Berbicara dari Downing Street di hadapan kerumunan sekutu politik, Burnham mengatakan ia akan memberikan "model politik baru", dengan mengklaim "masyarakat di rumah sudah muak dengan politik".
Burnham menjadi perdana menteri setelah "berciuman tangan" dengan Raja – upacara pribadi yang dengannya ia menerima undangan untuk membentuk pemerintahan.
Sir Keir Starmer, yang mengundurkan diri sebagai pemimpin partai pada Juni, secara resmi menyampaikan pengunduran dirinya kepada Raja pada hari Senin dan, setelah pidato singkat di Downing Street, melambaikan tangan perpisahan kepada No. 10.
Menyampaikan pidatonya tanpa podium dan tanpa catatan, Burnham menyatakan bahwa tindakan pertamanya setelah memasuki No. 10 adalah "mengakhiri tunawisma di negara kita".
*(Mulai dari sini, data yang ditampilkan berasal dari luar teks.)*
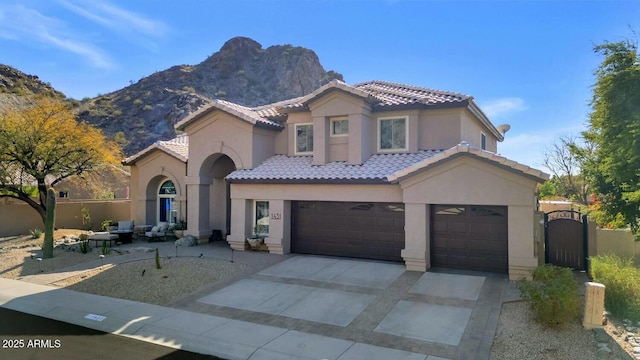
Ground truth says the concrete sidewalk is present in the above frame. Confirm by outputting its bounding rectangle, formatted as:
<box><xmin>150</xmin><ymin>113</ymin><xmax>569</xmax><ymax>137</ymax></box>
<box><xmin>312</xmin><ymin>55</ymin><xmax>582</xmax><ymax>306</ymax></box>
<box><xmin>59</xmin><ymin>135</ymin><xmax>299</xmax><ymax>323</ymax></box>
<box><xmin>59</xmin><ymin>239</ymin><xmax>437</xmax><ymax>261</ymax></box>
<box><xmin>0</xmin><ymin>278</ymin><xmax>437</xmax><ymax>360</ymax></box>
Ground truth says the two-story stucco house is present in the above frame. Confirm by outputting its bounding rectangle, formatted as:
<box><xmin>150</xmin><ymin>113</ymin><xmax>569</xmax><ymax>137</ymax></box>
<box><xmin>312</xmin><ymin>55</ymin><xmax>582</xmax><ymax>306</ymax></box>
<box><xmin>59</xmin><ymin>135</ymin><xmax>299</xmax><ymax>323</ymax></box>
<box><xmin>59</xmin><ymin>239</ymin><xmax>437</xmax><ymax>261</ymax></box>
<box><xmin>125</xmin><ymin>81</ymin><xmax>548</xmax><ymax>278</ymax></box>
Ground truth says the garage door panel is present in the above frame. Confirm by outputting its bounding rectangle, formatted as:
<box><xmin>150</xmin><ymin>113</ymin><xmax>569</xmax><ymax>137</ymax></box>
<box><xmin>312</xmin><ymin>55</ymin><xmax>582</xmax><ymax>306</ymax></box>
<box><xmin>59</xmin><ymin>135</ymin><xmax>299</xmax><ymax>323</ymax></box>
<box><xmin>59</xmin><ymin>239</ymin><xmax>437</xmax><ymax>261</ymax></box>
<box><xmin>431</xmin><ymin>205</ymin><xmax>508</xmax><ymax>273</ymax></box>
<box><xmin>291</xmin><ymin>201</ymin><xmax>404</xmax><ymax>261</ymax></box>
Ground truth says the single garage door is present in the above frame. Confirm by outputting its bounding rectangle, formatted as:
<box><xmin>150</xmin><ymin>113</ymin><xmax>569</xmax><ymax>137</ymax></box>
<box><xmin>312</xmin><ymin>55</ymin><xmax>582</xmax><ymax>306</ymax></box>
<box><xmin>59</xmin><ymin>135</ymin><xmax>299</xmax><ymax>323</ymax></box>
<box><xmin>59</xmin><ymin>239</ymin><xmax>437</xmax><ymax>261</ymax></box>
<box><xmin>431</xmin><ymin>205</ymin><xmax>509</xmax><ymax>273</ymax></box>
<box><xmin>291</xmin><ymin>201</ymin><xmax>404</xmax><ymax>261</ymax></box>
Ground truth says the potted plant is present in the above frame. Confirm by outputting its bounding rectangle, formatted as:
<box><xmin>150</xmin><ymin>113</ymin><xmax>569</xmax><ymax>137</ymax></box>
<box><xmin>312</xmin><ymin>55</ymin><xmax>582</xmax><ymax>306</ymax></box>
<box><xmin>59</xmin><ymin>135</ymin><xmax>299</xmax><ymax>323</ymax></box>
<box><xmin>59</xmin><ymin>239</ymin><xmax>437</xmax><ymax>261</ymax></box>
<box><xmin>173</xmin><ymin>220</ymin><xmax>187</xmax><ymax>239</ymax></box>
<box><xmin>247</xmin><ymin>224</ymin><xmax>269</xmax><ymax>249</ymax></box>
<box><xmin>100</xmin><ymin>219</ymin><xmax>118</xmax><ymax>232</ymax></box>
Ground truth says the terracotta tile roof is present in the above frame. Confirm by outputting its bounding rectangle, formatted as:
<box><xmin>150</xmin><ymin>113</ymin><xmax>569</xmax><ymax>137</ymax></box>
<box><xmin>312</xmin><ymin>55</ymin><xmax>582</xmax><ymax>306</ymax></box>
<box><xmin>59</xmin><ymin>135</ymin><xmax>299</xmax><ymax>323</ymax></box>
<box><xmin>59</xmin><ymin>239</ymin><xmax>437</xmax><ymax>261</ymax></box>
<box><xmin>280</xmin><ymin>80</ymin><xmax>473</xmax><ymax>111</ymax></box>
<box><xmin>176</xmin><ymin>80</ymin><xmax>480</xmax><ymax>130</ymax></box>
<box><xmin>227</xmin><ymin>150</ymin><xmax>441</xmax><ymax>182</ymax></box>
<box><xmin>353</xmin><ymin>81</ymin><xmax>472</xmax><ymax>106</ymax></box>
<box><xmin>388</xmin><ymin>141</ymin><xmax>549</xmax><ymax>183</ymax></box>
<box><xmin>175</xmin><ymin>99</ymin><xmax>284</xmax><ymax>130</ymax></box>
<box><xmin>122</xmin><ymin>134</ymin><xmax>189</xmax><ymax>165</ymax></box>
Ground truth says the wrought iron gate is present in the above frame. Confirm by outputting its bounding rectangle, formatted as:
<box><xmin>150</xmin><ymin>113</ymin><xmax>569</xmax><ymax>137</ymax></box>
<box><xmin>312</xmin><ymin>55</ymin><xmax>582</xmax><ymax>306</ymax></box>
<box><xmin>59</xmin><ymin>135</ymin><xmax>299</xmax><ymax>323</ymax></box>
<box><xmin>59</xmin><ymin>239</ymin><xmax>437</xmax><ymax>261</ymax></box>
<box><xmin>544</xmin><ymin>210</ymin><xmax>589</xmax><ymax>270</ymax></box>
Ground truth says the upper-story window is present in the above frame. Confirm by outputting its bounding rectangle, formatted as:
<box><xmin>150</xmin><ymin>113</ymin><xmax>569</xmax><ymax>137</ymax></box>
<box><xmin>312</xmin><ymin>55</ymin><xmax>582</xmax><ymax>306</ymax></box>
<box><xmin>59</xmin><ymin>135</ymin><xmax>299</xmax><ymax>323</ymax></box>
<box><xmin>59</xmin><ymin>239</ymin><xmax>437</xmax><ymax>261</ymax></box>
<box><xmin>378</xmin><ymin>116</ymin><xmax>409</xmax><ymax>151</ymax></box>
<box><xmin>331</xmin><ymin>117</ymin><xmax>349</xmax><ymax>136</ymax></box>
<box><xmin>295</xmin><ymin>124</ymin><xmax>313</xmax><ymax>154</ymax></box>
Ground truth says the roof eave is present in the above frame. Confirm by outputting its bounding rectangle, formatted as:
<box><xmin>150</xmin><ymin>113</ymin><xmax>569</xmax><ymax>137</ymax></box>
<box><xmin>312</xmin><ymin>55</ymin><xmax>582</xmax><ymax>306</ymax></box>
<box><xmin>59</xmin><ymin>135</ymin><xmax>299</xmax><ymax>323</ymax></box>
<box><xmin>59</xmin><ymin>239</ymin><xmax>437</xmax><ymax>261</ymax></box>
<box><xmin>387</xmin><ymin>144</ymin><xmax>550</xmax><ymax>184</ymax></box>
<box><xmin>173</xmin><ymin>103</ymin><xmax>218</xmax><ymax>131</ymax></box>
<box><xmin>122</xmin><ymin>143</ymin><xmax>188</xmax><ymax>166</ymax></box>
<box><xmin>225</xmin><ymin>178</ymin><xmax>389</xmax><ymax>185</ymax></box>
<box><xmin>468</xmin><ymin>100</ymin><xmax>504</xmax><ymax>142</ymax></box>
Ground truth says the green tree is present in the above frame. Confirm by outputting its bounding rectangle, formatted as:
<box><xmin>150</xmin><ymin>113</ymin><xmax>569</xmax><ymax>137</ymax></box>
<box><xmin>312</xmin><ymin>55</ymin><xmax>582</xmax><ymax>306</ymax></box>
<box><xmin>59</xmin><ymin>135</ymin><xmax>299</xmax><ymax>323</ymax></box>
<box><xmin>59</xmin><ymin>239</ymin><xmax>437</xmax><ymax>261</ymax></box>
<box><xmin>541</xmin><ymin>136</ymin><xmax>590</xmax><ymax>205</ymax></box>
<box><xmin>0</xmin><ymin>96</ymin><xmax>122</xmax><ymax>256</ymax></box>
<box><xmin>583</xmin><ymin>40</ymin><xmax>640</xmax><ymax>234</ymax></box>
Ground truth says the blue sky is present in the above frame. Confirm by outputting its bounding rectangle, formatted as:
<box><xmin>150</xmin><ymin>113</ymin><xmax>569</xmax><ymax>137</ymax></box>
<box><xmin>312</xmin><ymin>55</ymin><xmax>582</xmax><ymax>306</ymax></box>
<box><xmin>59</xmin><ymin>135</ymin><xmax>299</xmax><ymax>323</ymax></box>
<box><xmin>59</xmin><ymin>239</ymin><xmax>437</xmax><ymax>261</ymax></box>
<box><xmin>0</xmin><ymin>0</ymin><xmax>640</xmax><ymax>170</ymax></box>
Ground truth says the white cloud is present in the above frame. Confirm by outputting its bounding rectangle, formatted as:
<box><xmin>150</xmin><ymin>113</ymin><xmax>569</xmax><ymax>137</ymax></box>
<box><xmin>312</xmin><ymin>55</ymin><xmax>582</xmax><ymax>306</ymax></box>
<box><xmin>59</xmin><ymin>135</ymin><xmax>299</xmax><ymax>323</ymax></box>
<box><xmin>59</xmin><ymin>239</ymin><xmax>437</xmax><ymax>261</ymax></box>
<box><xmin>0</xmin><ymin>5</ymin><xmax>114</xmax><ymax>69</ymax></box>
<box><xmin>59</xmin><ymin>0</ymin><xmax>168</xmax><ymax>37</ymax></box>
<box><xmin>481</xmin><ymin>97</ymin><xmax>527</xmax><ymax>118</ymax></box>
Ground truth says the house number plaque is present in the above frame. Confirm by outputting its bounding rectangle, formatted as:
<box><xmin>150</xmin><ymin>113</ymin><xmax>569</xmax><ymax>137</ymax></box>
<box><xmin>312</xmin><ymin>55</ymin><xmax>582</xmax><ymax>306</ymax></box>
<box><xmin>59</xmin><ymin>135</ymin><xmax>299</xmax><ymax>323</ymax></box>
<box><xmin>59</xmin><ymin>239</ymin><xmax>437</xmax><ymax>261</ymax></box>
<box><xmin>271</xmin><ymin>213</ymin><xmax>282</xmax><ymax>220</ymax></box>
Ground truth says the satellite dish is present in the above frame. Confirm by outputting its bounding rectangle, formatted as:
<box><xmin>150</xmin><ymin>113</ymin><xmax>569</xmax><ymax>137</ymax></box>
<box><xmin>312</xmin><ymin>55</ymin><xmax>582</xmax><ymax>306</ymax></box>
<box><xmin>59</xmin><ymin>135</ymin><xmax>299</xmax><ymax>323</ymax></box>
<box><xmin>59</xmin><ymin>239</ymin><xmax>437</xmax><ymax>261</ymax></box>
<box><xmin>497</xmin><ymin>124</ymin><xmax>511</xmax><ymax>135</ymax></box>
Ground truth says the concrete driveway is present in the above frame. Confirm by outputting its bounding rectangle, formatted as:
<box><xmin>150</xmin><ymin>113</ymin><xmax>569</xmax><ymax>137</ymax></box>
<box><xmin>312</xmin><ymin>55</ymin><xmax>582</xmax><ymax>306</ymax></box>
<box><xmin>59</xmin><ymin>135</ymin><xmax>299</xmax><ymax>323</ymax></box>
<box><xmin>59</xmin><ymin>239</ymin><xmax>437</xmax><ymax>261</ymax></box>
<box><xmin>182</xmin><ymin>255</ymin><xmax>508</xmax><ymax>360</ymax></box>
<box><xmin>0</xmin><ymin>243</ymin><xmax>509</xmax><ymax>360</ymax></box>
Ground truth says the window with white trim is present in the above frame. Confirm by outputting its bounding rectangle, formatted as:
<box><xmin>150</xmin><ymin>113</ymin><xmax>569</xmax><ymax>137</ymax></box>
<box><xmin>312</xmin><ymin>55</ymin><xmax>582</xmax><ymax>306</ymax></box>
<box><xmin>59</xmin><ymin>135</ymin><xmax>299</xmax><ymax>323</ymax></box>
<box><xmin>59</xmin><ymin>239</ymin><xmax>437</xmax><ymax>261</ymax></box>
<box><xmin>331</xmin><ymin>117</ymin><xmax>349</xmax><ymax>136</ymax></box>
<box><xmin>158</xmin><ymin>180</ymin><xmax>178</xmax><ymax>225</ymax></box>
<box><xmin>295</xmin><ymin>124</ymin><xmax>313</xmax><ymax>154</ymax></box>
<box><xmin>378</xmin><ymin>116</ymin><xmax>409</xmax><ymax>151</ymax></box>
<box><xmin>253</xmin><ymin>200</ymin><xmax>269</xmax><ymax>236</ymax></box>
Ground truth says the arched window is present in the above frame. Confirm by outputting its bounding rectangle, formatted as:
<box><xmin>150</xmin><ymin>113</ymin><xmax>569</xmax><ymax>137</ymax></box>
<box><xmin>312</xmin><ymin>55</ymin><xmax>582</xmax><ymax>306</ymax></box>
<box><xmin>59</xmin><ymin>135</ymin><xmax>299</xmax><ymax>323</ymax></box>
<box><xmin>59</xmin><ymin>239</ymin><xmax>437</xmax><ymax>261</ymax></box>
<box><xmin>158</xmin><ymin>180</ymin><xmax>178</xmax><ymax>224</ymax></box>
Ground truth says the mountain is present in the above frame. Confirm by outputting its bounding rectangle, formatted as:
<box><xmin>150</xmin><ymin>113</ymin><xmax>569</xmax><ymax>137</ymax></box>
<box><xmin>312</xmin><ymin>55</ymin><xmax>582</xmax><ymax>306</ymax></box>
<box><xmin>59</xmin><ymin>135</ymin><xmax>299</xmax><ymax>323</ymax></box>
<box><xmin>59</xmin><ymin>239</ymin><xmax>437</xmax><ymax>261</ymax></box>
<box><xmin>0</xmin><ymin>64</ymin><xmax>65</xmax><ymax>106</ymax></box>
<box><xmin>76</xmin><ymin>37</ymin><xmax>342</xmax><ymax>155</ymax></box>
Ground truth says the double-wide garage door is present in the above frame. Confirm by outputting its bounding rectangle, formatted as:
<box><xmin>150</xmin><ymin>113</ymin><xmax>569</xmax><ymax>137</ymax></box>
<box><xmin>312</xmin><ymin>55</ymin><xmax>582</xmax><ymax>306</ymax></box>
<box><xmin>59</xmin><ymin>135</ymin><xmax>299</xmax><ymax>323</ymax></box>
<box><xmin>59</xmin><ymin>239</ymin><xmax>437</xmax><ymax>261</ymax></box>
<box><xmin>291</xmin><ymin>201</ymin><xmax>404</xmax><ymax>261</ymax></box>
<box><xmin>431</xmin><ymin>205</ymin><xmax>509</xmax><ymax>273</ymax></box>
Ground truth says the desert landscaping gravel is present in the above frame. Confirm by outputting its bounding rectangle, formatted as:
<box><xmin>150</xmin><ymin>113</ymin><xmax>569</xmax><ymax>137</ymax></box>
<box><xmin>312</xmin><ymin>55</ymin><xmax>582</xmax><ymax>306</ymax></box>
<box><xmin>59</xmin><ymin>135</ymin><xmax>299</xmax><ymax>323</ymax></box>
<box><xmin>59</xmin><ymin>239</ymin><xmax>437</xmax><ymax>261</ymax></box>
<box><xmin>0</xmin><ymin>235</ymin><xmax>632</xmax><ymax>360</ymax></box>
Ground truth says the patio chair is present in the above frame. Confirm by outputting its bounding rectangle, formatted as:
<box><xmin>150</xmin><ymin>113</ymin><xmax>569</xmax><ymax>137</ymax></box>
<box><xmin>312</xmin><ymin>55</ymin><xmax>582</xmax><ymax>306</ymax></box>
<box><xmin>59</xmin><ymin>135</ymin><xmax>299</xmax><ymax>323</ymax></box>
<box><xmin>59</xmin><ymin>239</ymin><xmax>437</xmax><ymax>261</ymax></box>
<box><xmin>111</xmin><ymin>220</ymin><xmax>134</xmax><ymax>243</ymax></box>
<box><xmin>144</xmin><ymin>221</ymin><xmax>170</xmax><ymax>241</ymax></box>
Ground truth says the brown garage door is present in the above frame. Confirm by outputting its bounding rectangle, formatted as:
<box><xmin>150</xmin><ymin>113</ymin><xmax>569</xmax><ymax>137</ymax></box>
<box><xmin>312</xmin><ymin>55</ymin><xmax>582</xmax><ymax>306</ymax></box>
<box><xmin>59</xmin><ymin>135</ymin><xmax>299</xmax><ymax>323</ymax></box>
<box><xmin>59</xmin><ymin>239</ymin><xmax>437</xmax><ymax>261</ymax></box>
<box><xmin>291</xmin><ymin>201</ymin><xmax>404</xmax><ymax>261</ymax></box>
<box><xmin>431</xmin><ymin>205</ymin><xmax>509</xmax><ymax>273</ymax></box>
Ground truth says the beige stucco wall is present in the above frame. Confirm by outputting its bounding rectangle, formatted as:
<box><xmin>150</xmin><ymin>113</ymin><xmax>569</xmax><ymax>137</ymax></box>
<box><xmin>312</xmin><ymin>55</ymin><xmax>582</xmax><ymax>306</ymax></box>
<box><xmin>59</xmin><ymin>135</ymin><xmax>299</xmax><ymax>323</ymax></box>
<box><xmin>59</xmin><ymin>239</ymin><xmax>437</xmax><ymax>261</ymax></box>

"Saya akan menempatkan kepedulian terhadap orang-orang sebagai inti dari semua yang saya lakukan," kata Burnham sambil menguraikan rencananya untuk memberikan tambahan 340 juta poundsterling untuk tujuan tersebut.
Hanya beberapa jam sebelum pidato perdananya, ia mengunjungi badan amal tunawisma The Passage di Victoria, London.
Dalam pernyataan kebijakan pertamanya sebagai perdana menteri, ia mengatakan: "Kita akan membangun lebih banyak rumah milik pemerintah. Itulah cara yang adil dan berkelanjutan untuk menurunkan tagihan kesejahteraan agar sesuai dengan aturan fiskal kita. Dan untuk menghormati komitmen kita di bidang pertahanan kepada mitra internasional kita."
Ia mengakhiri pidatonya dengan mendesak masyarakat untuk "bergabung bersama saya" untuk "membangun rasa persatuan nasional yang baru, tujuan bersama, dan sikap positif".
Kepindahan Burnham ke Downing Street No. 10 menjadikannya perdana menteri ketujuh dalam satu dekade, sesuatu yang diakuinya dalam pidatonya. Ia berjanji untuk "menghadapi tantangan baru" agar Inggris dapat "memperoleh kembali stabilitasnya".
Sebelumnya, Starmer telah menyampaikan pidato terakhirnya sebagai perdana menteri, mengatakan bahwa "pekerjaannya telah selesai".
Ia menyebut masa jabatannya sebagai "hak istimewa dalam hidup saya" dan berbicara tentang prestasinya, termasuk pekerjaannya di Ukraina, mengangkat anak-anak dari kemiskinan, mengurangi imigrasi, dan meningkatkan pertahanan dan keamanan.
Starmer mendoakan Burnham sukses dan berkata: "Ia mendapat dukungan penuh saya."
Kata-kata terakhirnya sebagai perdana menteri adalah: "Saya berterima kasih kepada rakyat Inggris atas kesempatan untuk melayani. Saya pergi dengan penuh rasa terima kasih, saya pergi dengan senyum, dan saya bangga dengan semua yang telah kita capai."
Setelah memasuki Downing Street No. 10, Burnham perlu menunjuk kabinetnya, mengakhiri spekulasi yang terus berlanjut tentang siapa yang akan dipilihnya untuk tim utamanya.
Beberapa menteri kabinet kemungkinan akan dipecat untuk memberi jalan bagi beberapa sekutu Burnham, dengan menteri penjara James Timpson mengundurkan diri pada Senin pagi.
Lord Timpson diangkat menjadi anggota House of Lords di bawah kepemimpinan Starmer dan berada di Downing Street untuk menyaksikan pidato perpisahannya, bersama Wakil Perdana Menteri David Lammy dan Menteri Keuangan Rachel Reeves.